Disaster REVEALED: Inmate charged with stabbing Derek Chauvin was FBI informant - he was stabbed a week after his lawyer send in appeal in light of new evidence aka the documentary

John Turscak, 52, became an FBI informant in 1997.

The inmate accused of stabbing Derek Chauvin 22 times at the Federal Correctional Institution in Tucson, Arizona has been revealed to be a former FBI informant.

John Turscak, 52, who has been charged with attempted murder for allegedly stabbing Chauvin, became an FBI informant in 1997, according to the LA Times.

Turscak was sought out by the FBI while he was a member of the Mexican Mafia prison gang. He helped federal authorities with an investigation that resulted in the indictment of more than 40 Mexican Mafia members and associates, the outlet reports.

However, Turscak was dropped as an informant after prosecutors said he admitted to extorting money, dealing drugs, and authorizing assaults while receiving monetary compensation as an informant.

In 2001, Turscak was sentenced to 30 years in prison after pleading guilty to racketeering and conspiring to kill a rival in the prison-based gang.

At the time of his sentencing, he slammed the FBI and told US District Court Judge A. Howard Matz: "I didn't commit those crimes for kicks. I did them because I had to if I wanted to stay alive. I told that to the [FBI] agents and they just said, 'Do what you have to do.'"

Turscak has now allegedly admitted to stabbing the former Minneapolis police officer accused of killing George Floyd during an arrest in May 2020 and spoke with FBI agents following the attack on Chauvin.

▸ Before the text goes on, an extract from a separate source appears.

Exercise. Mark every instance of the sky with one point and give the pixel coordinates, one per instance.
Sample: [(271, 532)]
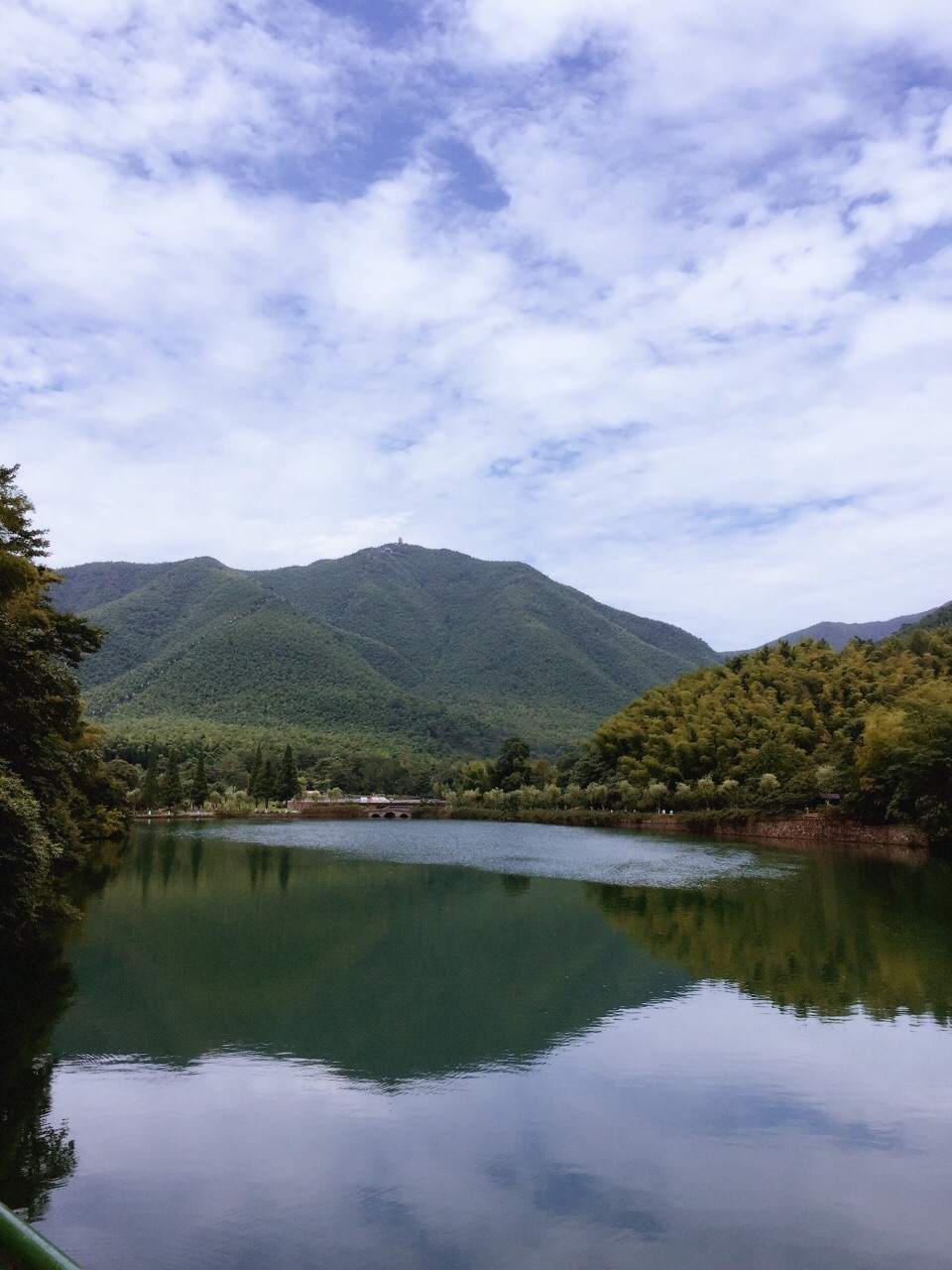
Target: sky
[(654, 298)]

Prosecutors said that Tursak used an improvised knife and allegedly told authorities he would have killed Chauvin had they not intervened, according to the Associated Press.

Prosecutors claim that Turscak later disclosed to FBI agents that he had been contemplating assaulting Chauvin for approximately one month due to the fact that he is a high-profile inmate, but denied intending to murder him.

Turscak informed the agents that he planned to attack Chauvin, 47, on Black Friday, the day following Thanksgiving, as a symbolic nod to the Black Lives Matter movement and the "Black Hand" emblem affiliated with the Mexican Mafia gang, prosecutors said, according to the outlet.

Chauvin was sentenced to 252 months in prison, with credit for time served. He pleaded guilty in federal court in December 2021 to "willfully depriving Mr. Floyd of his constitutional right to be free from the use of unreasonable force by a police officer, resulting in Mr. Floyd's bodily injury and death."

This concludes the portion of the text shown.